The requests made by columbiaWeb.js to the /idaas resources were coming back with HTTP error 405 - method not allowed. The HTTP method used to request these resources is GET, and included in the response was a list of allowed methods which included every HTTP method except for GET.

While investigating this issue I found that the Webgate has some hardcoded directives regarding /idaas.
I realized this by executing the command: strings /WebGate_HOME/webgate/iplanet/lib/|grep idaas
This command yelds the following output:

I tried many different approaches to solve this issue with the OTD webgate, including commenting the entry in the Oracle Traffic Director instance instance-obj.conf configuration file that pointed to the /idaas resource and getting the resource from OAM Server through other means, but was unsuccessful.

Eventually the solution I came up with is to use Apache HTTP Server instead of Oracle Traffic Director.

I installed and configured mod_webglogic in Apache so that I could map /idaas resources to the OAM Server and then copied OTDs columbiaWeb.js to the Apache Webgate folder /Webgate_HOME/webgate/apache/oamsso/global/.
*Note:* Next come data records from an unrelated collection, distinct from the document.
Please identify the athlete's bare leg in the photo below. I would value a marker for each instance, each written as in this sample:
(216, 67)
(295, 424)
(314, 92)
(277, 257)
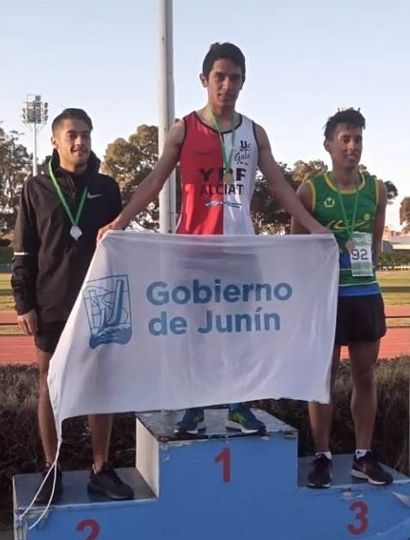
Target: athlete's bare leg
(363, 357)
(46, 422)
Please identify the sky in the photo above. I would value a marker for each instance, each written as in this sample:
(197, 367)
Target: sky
(305, 59)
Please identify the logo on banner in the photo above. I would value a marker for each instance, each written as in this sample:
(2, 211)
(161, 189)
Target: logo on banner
(108, 306)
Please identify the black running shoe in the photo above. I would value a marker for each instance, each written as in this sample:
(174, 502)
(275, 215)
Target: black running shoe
(368, 468)
(44, 495)
(320, 475)
(107, 483)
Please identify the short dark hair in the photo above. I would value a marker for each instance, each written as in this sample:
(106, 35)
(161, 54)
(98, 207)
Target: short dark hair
(350, 116)
(227, 51)
(77, 114)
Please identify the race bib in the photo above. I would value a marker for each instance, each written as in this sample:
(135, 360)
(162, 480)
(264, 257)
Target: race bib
(361, 254)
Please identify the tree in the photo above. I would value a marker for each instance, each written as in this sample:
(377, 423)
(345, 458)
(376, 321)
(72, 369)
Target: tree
(15, 166)
(405, 214)
(129, 162)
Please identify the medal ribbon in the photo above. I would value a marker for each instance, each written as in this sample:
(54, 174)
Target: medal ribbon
(227, 161)
(73, 220)
(350, 228)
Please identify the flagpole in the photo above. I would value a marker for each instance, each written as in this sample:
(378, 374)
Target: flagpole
(166, 113)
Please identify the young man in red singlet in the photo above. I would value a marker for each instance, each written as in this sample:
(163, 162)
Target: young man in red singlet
(219, 151)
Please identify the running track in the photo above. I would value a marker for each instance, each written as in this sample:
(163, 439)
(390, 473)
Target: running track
(20, 349)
Added the following entries to APACHEs configuration files where needed, to inject columbiaWeb.js:

AddOutputFilterByType SUBSTITUTE text/html
Substitute "s|</head>|<script type='text/javascript' id='OracleSSOProxy' essoLoggingLevel='0' src='/oamsso/columbiaWeb.js' oam_partner='Webgate_IDM_11g' essobasepath='http://oap.oam.demo' essoProxyType='DNS' essoConsoleLoggingLevel='0'></script></head>|i"
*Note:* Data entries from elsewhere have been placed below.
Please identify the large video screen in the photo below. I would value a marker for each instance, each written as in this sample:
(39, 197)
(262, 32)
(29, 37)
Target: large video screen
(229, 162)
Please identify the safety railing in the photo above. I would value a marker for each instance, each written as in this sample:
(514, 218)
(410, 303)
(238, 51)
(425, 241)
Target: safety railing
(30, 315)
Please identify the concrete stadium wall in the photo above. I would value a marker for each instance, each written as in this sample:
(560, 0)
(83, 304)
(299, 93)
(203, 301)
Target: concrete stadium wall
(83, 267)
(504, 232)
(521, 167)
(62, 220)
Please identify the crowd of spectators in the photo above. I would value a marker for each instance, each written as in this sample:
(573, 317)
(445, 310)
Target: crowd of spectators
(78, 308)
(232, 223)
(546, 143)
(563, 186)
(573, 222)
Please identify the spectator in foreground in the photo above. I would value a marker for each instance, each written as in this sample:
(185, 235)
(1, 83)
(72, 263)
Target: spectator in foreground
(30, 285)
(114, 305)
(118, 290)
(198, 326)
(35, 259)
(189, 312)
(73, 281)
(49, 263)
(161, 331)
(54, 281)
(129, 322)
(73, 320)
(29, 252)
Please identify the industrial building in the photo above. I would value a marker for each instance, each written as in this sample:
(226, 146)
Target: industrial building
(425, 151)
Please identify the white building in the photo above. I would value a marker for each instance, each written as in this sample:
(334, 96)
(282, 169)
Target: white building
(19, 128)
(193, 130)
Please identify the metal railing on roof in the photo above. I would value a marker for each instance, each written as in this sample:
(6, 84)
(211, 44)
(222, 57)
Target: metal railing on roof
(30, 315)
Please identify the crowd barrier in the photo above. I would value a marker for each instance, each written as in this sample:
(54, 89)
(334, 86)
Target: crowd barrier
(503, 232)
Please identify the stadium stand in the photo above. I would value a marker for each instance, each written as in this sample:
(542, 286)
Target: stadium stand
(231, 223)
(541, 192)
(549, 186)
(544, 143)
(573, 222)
Added this entry to webgate.conf:

<LocationMatch "/idaas/*">
Satisfy any

This last entry unprotects the /idaas resource, not doing so will result in an empty json response and the following entry in the OAM server log: <ESSOTokenManager object is null. Session could not created and hence use-case can not move ahead. Returning the empty response back.>

Issue #3 – Dealing With Iframes

While configuring Gmail I realized that columbiaWeb.js was not handling iframes correctly so I created a new Javascript file based on columbiaWeb.js  and after this entry:

        var validFrames = this.getFrames();
        if (validFrames[0] === null) {
            if (global.oracleESSO.globals.logger.enabled(5)) global.oracleESSO.globals.logger.debug("matchTemplates end; No valid frames.");
            return 0;

I added this piece of code so that it would ignore iframes:

        var validFramesTmp = [];
        for (i =0; i < validFrames.length; i++) {
                if(validFrames[i] === window) {
                        validFramesTmp[i] =  validFrames[i];
         validFrames = validFramesTmp;

This separate Javascript file was created because I don't know the impact of this workaround in other configurations.

Unsolved Issues

While adding other forms to the configuration, for example a password change form, I get the following Javascript error in every form: global.oracleESSO.templateData.templates[matchedSections[0][prop].ParentKey1] is undefined
The fields get highlighted but there is no credential insertion. Hopefully this and other issues will be fixed in a future release.